Naissance et renaissance.
Les trois maternités de l’agglomération rennaise qui ont accepté de participer à cette nouvelle banque ont donc la pression. Car pour fournir les 500 prélèvements demandés, il faudra obtenir a priori 1 500 à 2 000 accords pour effectuer le don. Au Centre hospitalier privé (CHP) de Saint-Grégoire (2 800 accouchements par an), comme à la maternité du CHU ou à celle de la clinique de la Sagesse, la sensibilisation des futures mamans a commencé. Pour le Dr Jean-Claude Palaric, gynécologue-obstétricien au CHP, le taux d’adhésion est très important. « Elles sont très sensibles au fait que ce don, indolore et qui concerne une pièce anatomique détruite si elle n’est pas utilisée, peut permettre à une autre personne de vivre. Cette idée de coupler naissance et renaissance est un facteur de motivation fort, y compris pour le personnel et malgré le surcroît de travail réel », explique ce médecin.

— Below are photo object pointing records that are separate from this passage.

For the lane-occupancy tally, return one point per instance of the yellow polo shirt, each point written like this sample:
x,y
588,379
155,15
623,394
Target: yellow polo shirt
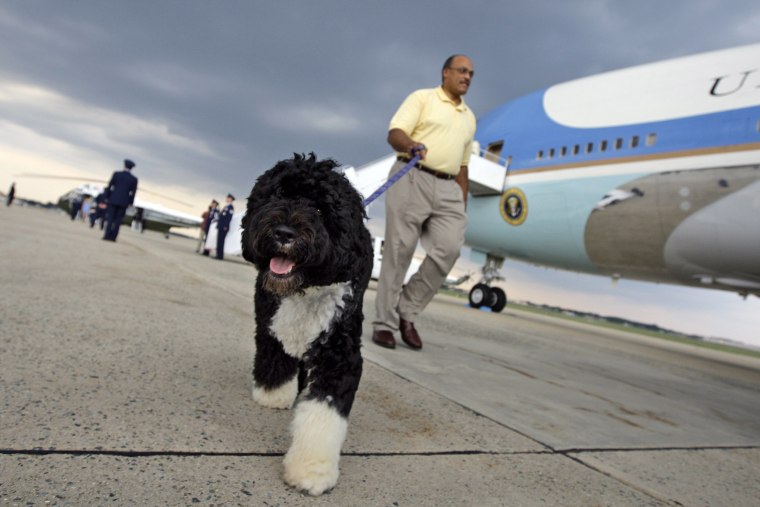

Aidé financièrement par l’EFS, l’établissement de Saint-Grégoire a pu dégager complètement une sage-femme pour cette activité. Le travail en amont de celui de la banque de l’EFS est conséquent. Outre la consultation spécifique qu’il faut mener au début du 8e mois pour informer et recueillir l’accord de la parturiente, il va falloir former les 35 sages-femmes suivant les exigences strictes définies par l’EFS. Si le geste permettant le recueil du sang, après que le cordon ait été coupé et avant l’expulsion du placenta, est simple et ne prend que de 2 à 5 mn, une grande attention doit être portée à l’étiquetage et à la non-contamination du prélèvement dans un environnement pourtant très septique.
L’écueil principal observé généralement dans les maternités déjà impliquées dans cette chaîne concerne la difficulté de faire revenir les mamans deux mois après la naissance pour que soient effectués de nouveaux examens sérologiques, dernière étape avant la validité définitive du don. La présence d’un autocollant dans le carnet de santé de l’enfant, signalant qu’un prélèvement a été effectué, devrait permettre de sensibiliser les médecins traitants qui, à leur tour, pourront relancer la maman dans ce sens.
* En dehors des banques de l’EFS, trois autres banques de ce type fonctionnent en France, à l’hôpital Saint-Louis, à Paris (précurseur dans la greffe de sang de cordon), au CHU de Montpellier (ouvert en 2010) et à l’Institut Paoli-Calmettes, à Marseille.